Screenshot of feed types page

To configure an existing feed, simply click “edit” to go to its config page. On each feed’s config page, you’ll see several tabs:

Screenshot of feed page w/ tabs

  • Edit — controls the basic feed configuration. The fetcher tells Drupal how the database should fetch your imported file or content (usually an uploaded file or FTP directory). The parser selects what method the importer will use to parse imported content. We want to use XPath, so for normal imports this should be “XML.” The processor tells Drupal how to process the content parsed by the importer; this will usually be “node,” meaning Drupal should create a new node for each essay. The content type tells the importer what Drupal content type to create nodes/fields for. Each importer can only import into one content type; note that each content type has different possible/associated fields, which affects how content can be imported
    • Settings: For RC importers, “Import period” will be set to off (no automatic imports). Under “Fetcher Settings,” ensure you set the importer to accept the type of file you’re importing and, if appropriate, point it to the right upload directory. Under “Processor settings,” almost certainly you’ll want to “Insert new content items” and to “Update existing content items.”

Feed edit page screenshot

  • Mapping — controls the behavior of the parser via Xpath. Set a “Context” for the base query, then select a “Target” field (the choice of fields is determined by the set content type). For each target field, you can configure a “Source” from the imported file(s). For new sources, you’ll need to “Configure new XML XPath source”; this is how the parser knows how to find a piece of content by an XML/HTML tag within the imported document. Under configuration, you can tell the parser to treat a field’s value as unique (the title will always be unique); set how to reference, or “tie together,” fields (usually by Title); and set whether entities should be autocreated (which could be useful if importing taxonomy terms, for instance). To configure XPath sources, you’ll likely need the RC Language Guide.

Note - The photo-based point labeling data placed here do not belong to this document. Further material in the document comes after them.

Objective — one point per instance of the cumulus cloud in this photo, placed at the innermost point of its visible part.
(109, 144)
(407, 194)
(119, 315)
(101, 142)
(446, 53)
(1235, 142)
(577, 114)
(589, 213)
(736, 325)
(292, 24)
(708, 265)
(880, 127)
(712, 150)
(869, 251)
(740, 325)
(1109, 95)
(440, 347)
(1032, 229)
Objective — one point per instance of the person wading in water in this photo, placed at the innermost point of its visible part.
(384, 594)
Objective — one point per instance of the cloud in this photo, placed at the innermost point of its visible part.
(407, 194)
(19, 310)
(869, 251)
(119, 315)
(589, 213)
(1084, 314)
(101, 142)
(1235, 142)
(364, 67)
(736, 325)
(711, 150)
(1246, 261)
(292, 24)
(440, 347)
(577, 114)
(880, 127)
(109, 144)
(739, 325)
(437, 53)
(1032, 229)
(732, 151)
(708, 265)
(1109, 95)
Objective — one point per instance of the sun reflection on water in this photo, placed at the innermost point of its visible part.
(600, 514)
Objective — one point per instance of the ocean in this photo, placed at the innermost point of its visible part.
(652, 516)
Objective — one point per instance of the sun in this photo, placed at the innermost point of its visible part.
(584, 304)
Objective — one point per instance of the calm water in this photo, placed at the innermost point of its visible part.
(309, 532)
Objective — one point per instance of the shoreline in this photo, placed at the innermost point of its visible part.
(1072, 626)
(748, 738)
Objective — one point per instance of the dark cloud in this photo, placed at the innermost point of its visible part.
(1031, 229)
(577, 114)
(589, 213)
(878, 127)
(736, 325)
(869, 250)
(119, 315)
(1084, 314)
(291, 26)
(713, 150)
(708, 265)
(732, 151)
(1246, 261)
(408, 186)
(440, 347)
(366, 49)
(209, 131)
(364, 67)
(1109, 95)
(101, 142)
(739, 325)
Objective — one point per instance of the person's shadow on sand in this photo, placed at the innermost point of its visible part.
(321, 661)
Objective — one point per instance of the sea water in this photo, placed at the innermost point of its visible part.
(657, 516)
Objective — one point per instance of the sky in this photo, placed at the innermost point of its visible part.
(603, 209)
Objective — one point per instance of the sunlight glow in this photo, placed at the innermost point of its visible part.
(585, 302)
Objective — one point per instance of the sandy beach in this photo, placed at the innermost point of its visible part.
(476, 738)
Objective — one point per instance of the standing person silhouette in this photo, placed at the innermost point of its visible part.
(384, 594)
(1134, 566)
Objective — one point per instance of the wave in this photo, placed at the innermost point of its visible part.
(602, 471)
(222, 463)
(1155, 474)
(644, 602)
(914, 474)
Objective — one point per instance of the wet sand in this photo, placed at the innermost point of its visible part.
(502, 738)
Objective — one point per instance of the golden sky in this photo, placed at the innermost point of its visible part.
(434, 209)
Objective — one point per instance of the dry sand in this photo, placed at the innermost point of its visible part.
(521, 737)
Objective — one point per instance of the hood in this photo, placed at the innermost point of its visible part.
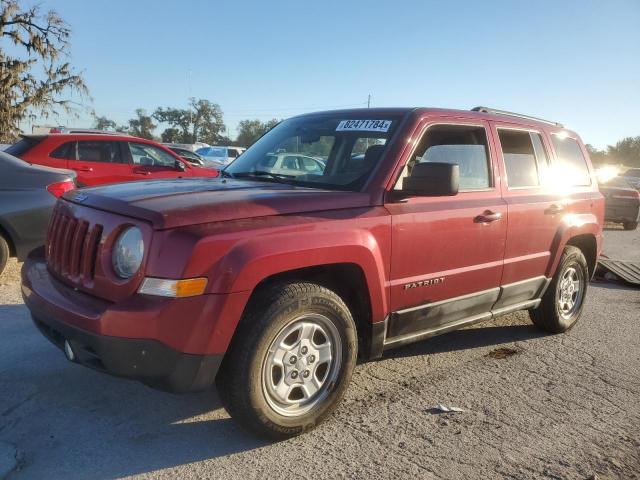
(191, 201)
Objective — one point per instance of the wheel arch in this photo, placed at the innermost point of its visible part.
(347, 280)
(588, 245)
(4, 233)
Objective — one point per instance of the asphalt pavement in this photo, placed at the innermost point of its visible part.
(534, 406)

Screenshot of feed mapping page

  • Tamper — for each mapping target, you can set a “tamper” from this page that will alter or change the behavior of the imported content. Simply select “Add plugin” under the appropriate mapping target. An example of a simple tamper used on most importers is a filter to enforce contextual links, stripping the base domain from all imported RC links; to set it up, simply add the “Find replace” plugin, set it to find https://romantic-circles.org/, and leave the replacement field blank (which will simply delete the “found” text). You can also use this functionality to, for instance, force the importer to import content with a specific node as parent content (as is necessary, for example, when importing mapping data).

Feeds tamper page screenshot

  • Custom sources — this is an extremely useful tab that displays all your XPath configurations in a single place and allows you to edit them. Each target label is listed alongside its XPath mapping.

Custom Sources screenshot with XPath mappings

  • Manage fields — can be used to add a new field to the import. Do not use.
  • Manage form display — simply configures how information about the importer itself is captured in the database and displayed. No need to use.
  • Manage display — controls the UI of the importer, which would be useful for periodic imports and the like. No need to use.

The process of setting up an importer seems rather intimidating, but through a bit of trial and error you’ll soon get how it works. To get the hang of using XPath mappings, it’s always best to create a new importer as a sandbox rather than editing an existing feed type (and potentially losing XPath mappings).

For more on using XPath, see the RC Language Guide.

Getting the mappings “right”

The best way to familiarize yourself with the process of setting mappings is to review the importers that already exist on the site. They reflect various shortcuts and use of selectors that will put you on the right path, so to speak.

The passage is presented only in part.